I knew I wanted people from a variety of industries on my board. I wanted to include clients who had done business with us for nine years and clients who had done business with us for nine months. I also wanted to include customers whose companies had been around for different lengths of time. And I wanted a good mix of DISC styles, since everyone is wired a bit differently.
I ended up with eight customers who were able to give me that mix, and who were willing to commit to the board. I included my employees as well so they could hear our clients’ needs first-hand.
When I invited my clients to participate in this board, I talked to them about my goals for the Customer Advisory Board. I shared that my end goal was to improve what I provided them so that their businesses could be more successful.
We also talked about some of the ancillary benefits to them: better relationships with us, being able to share best practices with peers, networking opportunities with other board members, and the ability to keep abreast of industry trends.
Before we started any real discussion, we talked about how the group was going to work. These business leaders were going to talk about their financials, details of their business, and the way that problems with technology personally affected them.
The first time we met I had given each person an example of a technology problem that I knew they had that had hurt their business. I asked them to talk to the group about how that impacted them personally and in their business. What was their pain?
In our second meeting, we talked about some of the services we were planning on adding to our TeamLogic IT portfolio and asked how it would affect them, or if they were even services they wanted.
In the third meeting, we used another form of collaboration to account for everyone’s DISC style.
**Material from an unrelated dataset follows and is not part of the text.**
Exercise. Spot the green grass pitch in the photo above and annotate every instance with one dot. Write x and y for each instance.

Some of the feedback we received was what we expected, but some of it wasn’t. Some of the new services we offered were welcomed, but others that we really thought would be helpful weren’t services that our clients had a need for.
We keep these meetings relatively short (about two hours) and we meet once a quarter. And we do bring in food for our board meetings!
So far, that time frame has worked well. However, we’ve discovered that we need to set our meeting dates farther in advance so more people are able to attend. We’re still learning the best practices for this board!
We meet in different locations, but all places that are within a twenty-minute drive for each member. We’ve also found that it’s helpful to meet in locations with AV equipment.
This is the part that will be most unique to your business. For us, we know that our industry moves very quickly, and that our customers were worried about whether or not they were staying current. We wanted to make sure that what we offered them met their needs, and we’ve found that our Customer Advisory Board allows us to plan and adapt to do just that.
If it would be helpful to have a more direct line of communication about your clients’ needs, a Customer Advisory Board could be a great tool for your business as well!